Matthew reviewed the Tux3 notes and replied, "it sounds like Tux3 is using many similar ideas [as HAMMER]. I think you are on the right track. I will add one big note of caution, drawing from my experience implementing HAMMER, because I think you are going to hit a lot of the same issues. I spent 9 months designing HAMMER and 9 months implementing it. During the course of implementing it I wound up throwing away probably 80% of the original design outright." Daniel noted that he's been working on the Tux3 design for around ten years, "and working seriously on the simplifying elements for the last three years or so, either entirely on paper or in related work like ddsnap and LVM3." Matthew cautioned, "I can tell you've been thinking about Tux for a long time. If I had one worry about your proposed implementation it would be in the area of algorithmic complexity. You have to deal with the in-memory cache, the log, the B-Tree, plus secondary indexing for snapshotted elements and a ton of special cases all over the place. Your general lookup code is going to be very, very complex. My original design for HAMMER was a lot more complex (if you can believe it!) then the end result. A good chunk of what I had to do going from concept to reality was deflate a lot of that complexity." The friendly conversation offers a very detailed look at the design choices made in each of these file systems.

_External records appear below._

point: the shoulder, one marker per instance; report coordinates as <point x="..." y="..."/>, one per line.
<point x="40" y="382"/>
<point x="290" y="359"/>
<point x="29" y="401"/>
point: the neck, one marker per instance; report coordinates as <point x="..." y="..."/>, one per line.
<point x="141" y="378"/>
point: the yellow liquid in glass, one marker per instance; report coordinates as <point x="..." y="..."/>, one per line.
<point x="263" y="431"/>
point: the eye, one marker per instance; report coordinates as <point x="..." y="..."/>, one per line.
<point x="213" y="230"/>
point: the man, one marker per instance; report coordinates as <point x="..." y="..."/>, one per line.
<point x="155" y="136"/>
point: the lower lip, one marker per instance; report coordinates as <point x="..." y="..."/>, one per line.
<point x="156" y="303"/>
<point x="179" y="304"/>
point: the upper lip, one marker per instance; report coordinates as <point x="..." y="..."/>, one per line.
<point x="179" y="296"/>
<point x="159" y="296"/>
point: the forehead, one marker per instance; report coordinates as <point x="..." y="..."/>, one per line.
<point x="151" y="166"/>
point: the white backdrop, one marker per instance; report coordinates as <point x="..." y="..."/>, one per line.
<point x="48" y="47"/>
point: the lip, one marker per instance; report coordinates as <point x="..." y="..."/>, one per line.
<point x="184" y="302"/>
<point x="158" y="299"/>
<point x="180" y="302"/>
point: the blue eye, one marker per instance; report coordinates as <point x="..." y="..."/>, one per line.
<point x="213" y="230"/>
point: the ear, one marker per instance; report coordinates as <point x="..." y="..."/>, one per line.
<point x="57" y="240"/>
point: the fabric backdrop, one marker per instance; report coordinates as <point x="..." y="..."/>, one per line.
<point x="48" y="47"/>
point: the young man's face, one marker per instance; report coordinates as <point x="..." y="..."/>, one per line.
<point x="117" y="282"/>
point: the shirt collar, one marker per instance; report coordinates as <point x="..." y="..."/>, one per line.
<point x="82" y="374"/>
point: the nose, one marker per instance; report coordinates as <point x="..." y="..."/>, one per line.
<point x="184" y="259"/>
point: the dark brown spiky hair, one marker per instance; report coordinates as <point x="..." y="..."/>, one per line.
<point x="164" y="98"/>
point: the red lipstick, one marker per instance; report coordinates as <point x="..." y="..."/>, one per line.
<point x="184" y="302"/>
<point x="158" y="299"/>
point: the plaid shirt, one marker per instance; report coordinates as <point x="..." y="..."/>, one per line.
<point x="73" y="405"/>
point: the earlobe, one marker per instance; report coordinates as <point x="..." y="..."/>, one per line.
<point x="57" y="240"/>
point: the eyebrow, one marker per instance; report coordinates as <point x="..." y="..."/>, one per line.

"Since everybody seems to be having fun building new filesystems these days, I thought I should join the party, began Daniel Phillips, announcing the Tux3 versioning filesystem. He continued, "Tux3 is a write anywhere, atomic commit, btree based versioning filesystem. As part of this work, the venerable HTree design used in Ext3 and Lustre is getting a rev to better support NFS and possibly become more efficient." Daniel explained:
"The main purpose of Tux3 is to embody my new ideas on storage data versioning. The secondary goal is to provide a more efficient snapshotting and replication method for the Zumastor NAS project, and a tertiary goal is to be better than ZFS."

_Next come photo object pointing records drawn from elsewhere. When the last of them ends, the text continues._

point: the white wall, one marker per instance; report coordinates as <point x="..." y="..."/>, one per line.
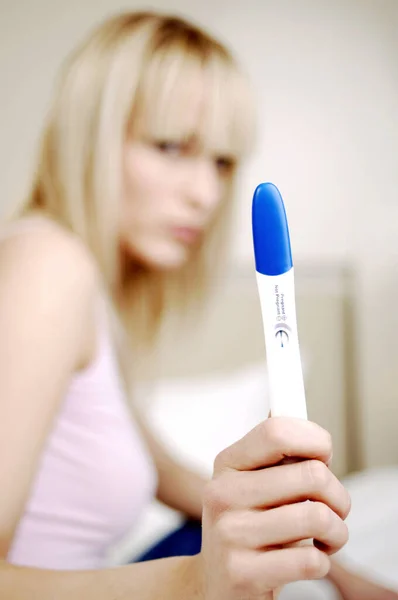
<point x="326" y="76"/>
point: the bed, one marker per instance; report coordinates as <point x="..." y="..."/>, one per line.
<point x="211" y="388"/>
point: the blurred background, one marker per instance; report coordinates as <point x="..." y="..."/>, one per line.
<point x="325" y="75"/>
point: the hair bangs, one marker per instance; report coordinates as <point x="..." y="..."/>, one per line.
<point x="187" y="97"/>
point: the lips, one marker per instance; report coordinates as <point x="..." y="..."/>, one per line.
<point x="187" y="235"/>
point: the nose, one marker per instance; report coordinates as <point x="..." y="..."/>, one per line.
<point x="204" y="187"/>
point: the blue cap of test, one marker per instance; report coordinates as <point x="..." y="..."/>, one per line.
<point x="272" y="251"/>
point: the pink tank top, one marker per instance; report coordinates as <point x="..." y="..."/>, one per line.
<point x="94" y="478"/>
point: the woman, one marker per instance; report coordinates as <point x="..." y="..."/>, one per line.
<point x="132" y="186"/>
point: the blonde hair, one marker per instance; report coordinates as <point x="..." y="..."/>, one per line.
<point x="136" y="70"/>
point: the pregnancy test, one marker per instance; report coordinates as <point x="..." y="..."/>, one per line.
<point x="275" y="281"/>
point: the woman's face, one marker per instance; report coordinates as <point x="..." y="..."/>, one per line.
<point x="171" y="193"/>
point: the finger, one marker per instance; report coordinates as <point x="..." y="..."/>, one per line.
<point x="256" y="573"/>
<point x="285" y="525"/>
<point x="276" y="486"/>
<point x="273" y="441"/>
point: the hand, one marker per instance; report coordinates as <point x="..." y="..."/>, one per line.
<point x="254" y="508"/>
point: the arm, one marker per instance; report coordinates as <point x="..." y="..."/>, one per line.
<point x="47" y="292"/>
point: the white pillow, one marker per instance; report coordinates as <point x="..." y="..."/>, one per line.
<point x="197" y="418"/>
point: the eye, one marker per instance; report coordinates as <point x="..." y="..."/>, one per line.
<point x="171" y="148"/>
<point x="224" y="164"/>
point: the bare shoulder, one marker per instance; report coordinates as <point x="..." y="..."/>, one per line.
<point x="41" y="245"/>
<point x="47" y="276"/>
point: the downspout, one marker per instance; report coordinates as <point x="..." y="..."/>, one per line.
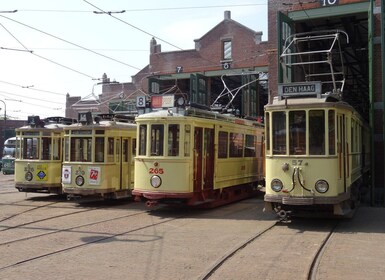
<point x="382" y="80"/>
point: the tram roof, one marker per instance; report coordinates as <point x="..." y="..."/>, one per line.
<point x="307" y="102"/>
<point x="184" y="113"/>
<point x="107" y="124"/>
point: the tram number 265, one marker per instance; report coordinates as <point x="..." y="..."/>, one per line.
<point x="297" y="162"/>
<point x="156" y="171"/>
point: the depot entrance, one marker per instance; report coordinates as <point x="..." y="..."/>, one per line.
<point x="354" y="20"/>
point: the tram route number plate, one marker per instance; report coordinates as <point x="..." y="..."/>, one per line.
<point x="298" y="89"/>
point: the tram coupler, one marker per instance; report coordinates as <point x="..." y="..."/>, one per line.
<point x="73" y="197"/>
<point x="283" y="215"/>
<point x="151" y="203"/>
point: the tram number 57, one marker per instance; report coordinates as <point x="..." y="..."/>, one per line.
<point x="329" y="2"/>
<point x="297" y="162"/>
<point x="156" y="171"/>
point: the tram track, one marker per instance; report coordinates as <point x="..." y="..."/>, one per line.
<point x="102" y="238"/>
<point x="309" y="271"/>
<point x="312" y="274"/>
<point x="68" y="229"/>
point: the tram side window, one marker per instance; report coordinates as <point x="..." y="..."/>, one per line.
<point x="173" y="140"/>
<point x="125" y="149"/>
<point x="110" y="149"/>
<point x="267" y="129"/>
<point x="81" y="149"/>
<point x="332" y="132"/>
<point x="297" y="132"/>
<point x="187" y="139"/>
<point x="223" y="142"/>
<point x="133" y="148"/>
<point x="236" y="145"/>
<point x="279" y="133"/>
<point x="31" y="148"/>
<point x="317" y="132"/>
<point x="142" y="139"/>
<point x="56" y="148"/>
<point x="66" y="148"/>
<point x="46" y="148"/>
<point x="117" y="150"/>
<point x="250" y="146"/>
<point x="99" y="149"/>
<point x="157" y="136"/>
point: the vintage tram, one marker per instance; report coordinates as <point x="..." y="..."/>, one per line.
<point x="317" y="145"/>
<point x="39" y="154"/>
<point x="194" y="157"/>
<point x="98" y="157"/>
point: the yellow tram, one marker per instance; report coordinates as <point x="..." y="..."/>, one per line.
<point x="190" y="156"/>
<point x="317" y="146"/>
<point x="98" y="157"/>
<point x="317" y="156"/>
<point x="39" y="155"/>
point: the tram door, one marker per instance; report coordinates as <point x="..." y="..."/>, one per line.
<point x="125" y="160"/>
<point x="342" y="149"/>
<point x="198" y="150"/>
<point x="208" y="159"/>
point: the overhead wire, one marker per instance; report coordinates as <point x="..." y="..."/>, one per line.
<point x="150" y="9"/>
<point x="133" y="26"/>
<point x="71" y="43"/>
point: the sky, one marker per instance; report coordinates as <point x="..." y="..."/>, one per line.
<point x="50" y="48"/>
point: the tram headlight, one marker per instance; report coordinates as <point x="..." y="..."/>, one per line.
<point x="79" y="180"/>
<point x="28" y="176"/>
<point x="155" y="181"/>
<point x="322" y="186"/>
<point x="276" y="185"/>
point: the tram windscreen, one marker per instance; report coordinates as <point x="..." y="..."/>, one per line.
<point x="173" y="140"/>
<point x="157" y="139"/>
<point x="279" y="133"/>
<point x="30" y="148"/>
<point x="297" y="132"/>
<point x="81" y="149"/>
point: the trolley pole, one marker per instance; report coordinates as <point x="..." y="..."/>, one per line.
<point x="5" y="121"/>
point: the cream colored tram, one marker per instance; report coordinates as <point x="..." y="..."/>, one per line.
<point x="98" y="157"/>
<point x="39" y="155"/>
<point x="317" y="156"/>
<point x="195" y="157"/>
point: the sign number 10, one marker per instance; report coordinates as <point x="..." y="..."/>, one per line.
<point x="328" y="2"/>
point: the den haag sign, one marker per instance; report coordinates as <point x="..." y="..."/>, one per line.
<point x="299" y="89"/>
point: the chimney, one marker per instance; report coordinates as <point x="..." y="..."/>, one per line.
<point x="227" y="15"/>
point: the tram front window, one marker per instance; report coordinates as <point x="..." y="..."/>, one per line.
<point x="99" y="149"/>
<point x="81" y="149"/>
<point x="173" y="140"/>
<point x="30" y="148"/>
<point x="316" y="132"/>
<point x="297" y="132"/>
<point x="279" y="133"/>
<point x="157" y="136"/>
<point x="46" y="148"/>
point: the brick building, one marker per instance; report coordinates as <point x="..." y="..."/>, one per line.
<point x="229" y="61"/>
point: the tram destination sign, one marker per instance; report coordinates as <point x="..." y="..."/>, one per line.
<point x="298" y="89"/>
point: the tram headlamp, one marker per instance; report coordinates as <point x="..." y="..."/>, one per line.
<point x="276" y="185"/>
<point x="322" y="186"/>
<point x="28" y="176"/>
<point x="79" y="180"/>
<point x="155" y="181"/>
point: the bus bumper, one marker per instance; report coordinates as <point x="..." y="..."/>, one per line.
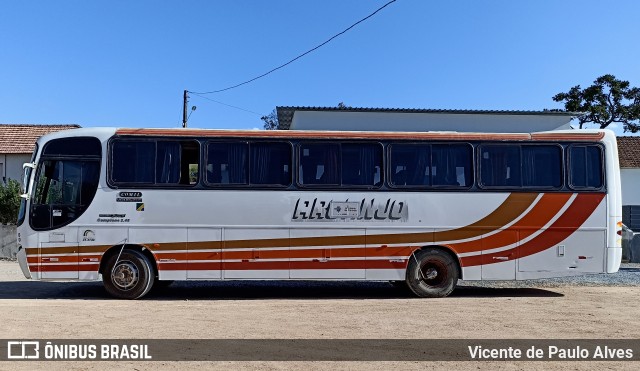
<point x="22" y="260"/>
<point x="614" y="258"/>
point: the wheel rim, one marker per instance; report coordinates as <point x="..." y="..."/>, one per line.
<point x="125" y="275"/>
<point x="433" y="273"/>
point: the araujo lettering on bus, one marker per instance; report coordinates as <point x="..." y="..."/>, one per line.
<point x="367" y="209"/>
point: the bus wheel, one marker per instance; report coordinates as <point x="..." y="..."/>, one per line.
<point x="432" y="273"/>
<point x="130" y="277"/>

In his announcement email, Daniel noted that implementation work is underway, "much of the work consists of cutting and pasting bits of code I have developed over the years, for example, bits of HTree and ddsnap. The immediate goal is to produce a working prototype that cuts a lot of corners, for example block pointers instead of extents, allocation bitmap instead of free extent tree, linear search instead of indexed, and no atomic commit at all. Just enough to prove out the versioning algorithms and develop new user interfaces for version control."